BadTime: An Effective Backdoor Attack on Multivariate Long-Term Time Series Forecasting

TL;DR

This work identifies a critical security gap in multivariate long-term time series forecasting (MLTSF) by introducing BadTime, the first backdoor attack tailored for MLTSF. BadTime employs a two-phase approach: a data-poisoning phase that uses a GAT-based variable selection, lag-aware trigger placement, and a hybrid sample strategy, and a backdoor training phase featuring a decoupled, multi-objective loss with iterative trigger optimization. The method achieves a long attack horizon (up to 720 timesteps) and reduces the target-variable forecast error by over 50% relative to prior attacks, while significantly improving stealth against anomaly detectors and enabling effective operation even at a 1% poisoning rate.

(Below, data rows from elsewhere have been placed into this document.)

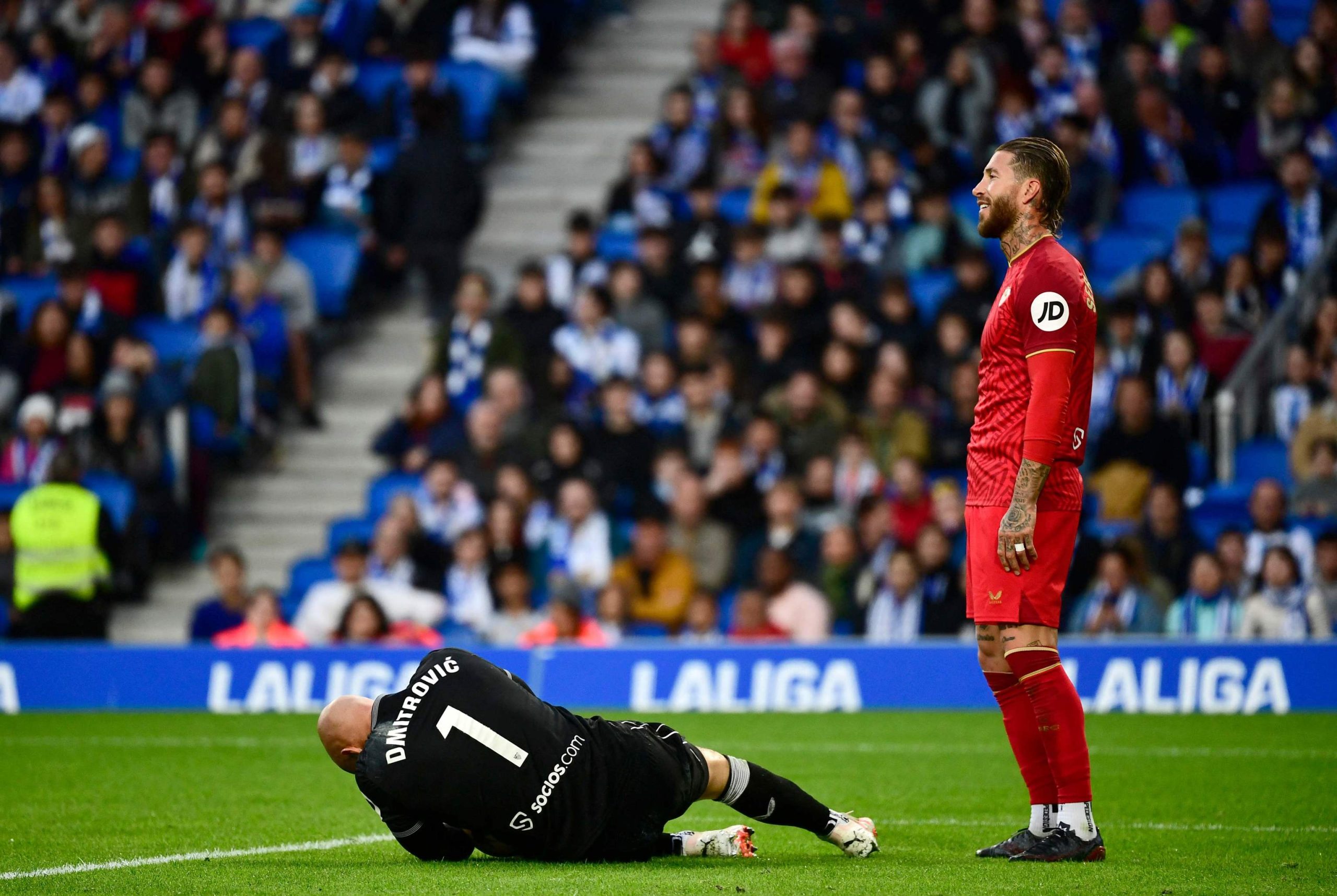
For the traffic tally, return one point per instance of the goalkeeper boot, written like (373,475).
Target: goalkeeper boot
(731,842)
(1014,845)
(1065,845)
(853,835)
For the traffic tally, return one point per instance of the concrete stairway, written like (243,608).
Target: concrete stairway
(564,156)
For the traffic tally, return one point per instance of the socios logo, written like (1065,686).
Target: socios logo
(1050,312)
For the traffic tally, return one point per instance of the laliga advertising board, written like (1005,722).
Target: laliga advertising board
(1147,677)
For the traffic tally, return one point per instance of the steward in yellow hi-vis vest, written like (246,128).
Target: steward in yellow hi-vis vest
(61,538)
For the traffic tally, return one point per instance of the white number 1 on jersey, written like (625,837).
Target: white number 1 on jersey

These results demonstrate a substantial threat to MLTSF deployments and underscore the need for robust defenses and auditing of training pipelines in critical domains.

Abstract

Multivariate long-term time series forecasting (MLTSF) models are increasingly deployed in critical domains such as climate, finance, and transportation. Despite their growing importance, the security of MLTSF models against backdoor attacks remains entirely unexplored. To bridge this gap, we propose BadTime, the first effective backdoor attack tailored for MLTSF. BadTime can manipulate hundreds of future predictions toward a target pattern by injecting a subtle trigger. BadTime addresses two key challenges that arise uniquely in MLTSF: (i) the rapid dilution of local triggers over long horizons, and (ii) the extreme sparsity of backdoor signals under stealth constraints. To counter dilution, BadTime leverages inter-variable correlations, temporal lags, and data-driven initialization to design a distributed, lag-aware trigger that ensures effective influence over long-range forecasts. To overcome sparsity, it introduces a hybrid strategy to select valuable poisoned samples and a decoupled backdoor training objective that adaptively adjusts the model's focus on the sparse backdoor signal, ensuring reliable learning at a poisoning rate as low as 1%. Extensive experiments show that BadTime significantly outperforms state-of-the-art (SOTA) backdoor attacks on time series forecasting by extending the attackable horizon from at most 12 timesteps to 720 timesteps (a 60-fold improvement), reducing MAE by over 50% on target variables, and boosting stealthiness by more than 3-fold under anomaly detection.

Figures (6)

• Figure 1: An attack example of BadTime: even a short trigger in poisoned variables can manipulate the forecasting of the target variables to match the predefined target pattern, posing serious threats to critical real-world systems.
• Figure 2: Overview of the proposed BadTime attack. The top row shows four elaborate designs for data poisoning, and the bottom row depicts the backdoor training stage, where the introduced custom multi-objective loss functions are employed to optimize the model and trigger alternately.
• Figure 3: Workflow of our poisoned variable selection. From the multivariate series $X$, we build a directed graph and train a GAT with a proxy task of predicting next step on $V_t$ to obtain edge attentions. Averaged attentions $\bar{\alpha}_{ij}$ are aggregated as $\mathrm{Influence}(i)=\sum_{j\in V_t}\bar{\alpha}_{ij}$, and the top-$k$ variables by this score are selected as $V_p$.
• Figure 4: Visualization of attack examples for BackTime and BadTime across four prediction lengths: 96, 192, 336, and 720.
• Figure 5: Attack performance of BadTime under varying poisoning ratios ($\alpha_T$) and trigger length ratios ($\rho$). Curves for MAE$_\text{c}$, MAE$_\text{pa}$, and MAE$_\text{pn}$ should be read against the left y-axis (MAE; lower is better), whereas curves for ACC$_{\text{USAD}}$ and ACC$_{\text{TranAD}}$ should be read against the right y-axis (Accuracy; lower indicates better stealth).